Monday, September 10, 2007

How Many Assumptions Can You Count?

I was just reading this article on the Boston Globe website. It is stunning in the assumptions which the writer brings to the table. Let me highlight a few with a few comments thrown in.

  • "An increase in the price for prescription birth control obtained at
    campus health centers has some college officials worried that students
    will be at greater risk for unwanted pregnancies." - unless the students were abstinent resulting in zero risk for unwanted pregnancies.
  • "The price increase has left Massachusetts college campuses scrambling to accommodate students' needs." - this sure seems like a huge assumption. Since when has contraception been a "need" rather than a desire?
  • "Imani Williams, a sophomore at UMass-Boston, said, 'If the problem is
    children having children, then contraception shouldn't cost so much.' - how can it be that no one is thinking about abstinence as a form of contraception that costs nothing?
  • "Angus G. McQuilken, a spokesman for the Planned Parenthood League of
    Massachusetts, said his organization has been lobbying Congress to
    change the law. 'Birth control is basic healthcare. Making birth
    control less affordable for college students and low-income women is
    bad public policy, and counter to the goal of reducing unintended
    pregnancies,' he said. - if it's basic healthcare then why don't we overtly tell young people who don't want to get pregnant that the healthiest they can be is abstinent?
The above, besides being annoying reveals that the culture assumes that kids are rabid sexual creatures incapable of not having sex and that we should do all we can to support them indulge their animal nature.

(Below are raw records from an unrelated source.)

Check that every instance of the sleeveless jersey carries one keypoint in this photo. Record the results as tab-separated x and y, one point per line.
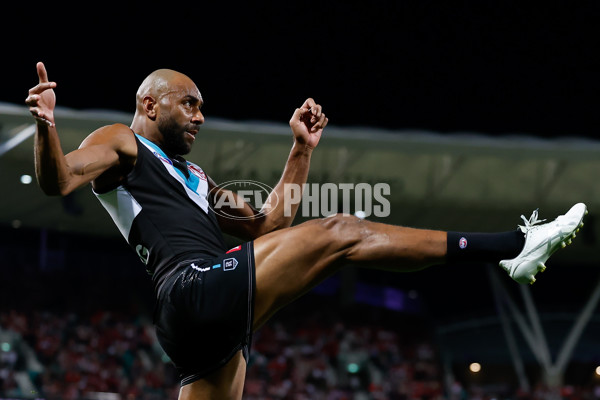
162	210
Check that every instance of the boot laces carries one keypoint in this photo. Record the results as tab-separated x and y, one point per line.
531	222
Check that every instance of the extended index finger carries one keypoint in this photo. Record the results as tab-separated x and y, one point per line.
42	74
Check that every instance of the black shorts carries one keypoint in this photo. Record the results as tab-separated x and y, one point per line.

This is not only harmful but demeaning to those made in the image of God.



Monday, September 03, 2007

A Brief Critique of Torture

Early on in my blog career I considered posting on torture when the Abu Ghraib scandal broke. I'm not quite sure why I eventually didn't post anything. But the topic nags me periodically and today I felt like saying something.

My thoughts are not a well developed nuanced political philosophy. They more flow from some personal growth I've been experiencing in my own Christian life. Believe it or not I'm going to link my sinful tendencies towards worry, anxiety, and fear of the future to torture. I believe them linked because both seek knowledge of the future which isn't available to us as mere creatures. That is both are an idolatry, a seeking to be God instead of a mere creature.

Let me carry this brief critique forward with some questions.

1) Do individuals and governments have a responsibility to care for life taking measures to protect it? Yes. The positive side of the sixth commandment requires caring for our lives and the lives of others.

2) Can torture by a government be a legitimate means of caring for the lives of the people governed? No.

I know that seems bold and narrow and straight forward with no gray areas. Personal and and national security can be an idol. Perhaps you know a germophobe. They're miserable to be around because they try to so protect they and their children's lives from germs that they can hardly do anything with anybody. They're paralyzed by their fear. They do foolish things because of their fear of the future; knowledge of which is unavailable to them.

I liken torture to this same kind of thinking. Unwilling to trust God with what may well be a violent end to the lives of some of our citizens we instead disobey God through dehumanizing people. The seeking of information about the future can be an idolatry in itself. Is torture really something different than other clearly pagan ways of trying to find out the future? Isn't all this an inability to reconcile our finitude as creatures with our lust for knowledge? Isn't this precisely what Eve and Adam sought in the garden, to be like God?

These are preliminary thoughts for sure. But it's an angle on torture that I haven't heard but which needs to be heard.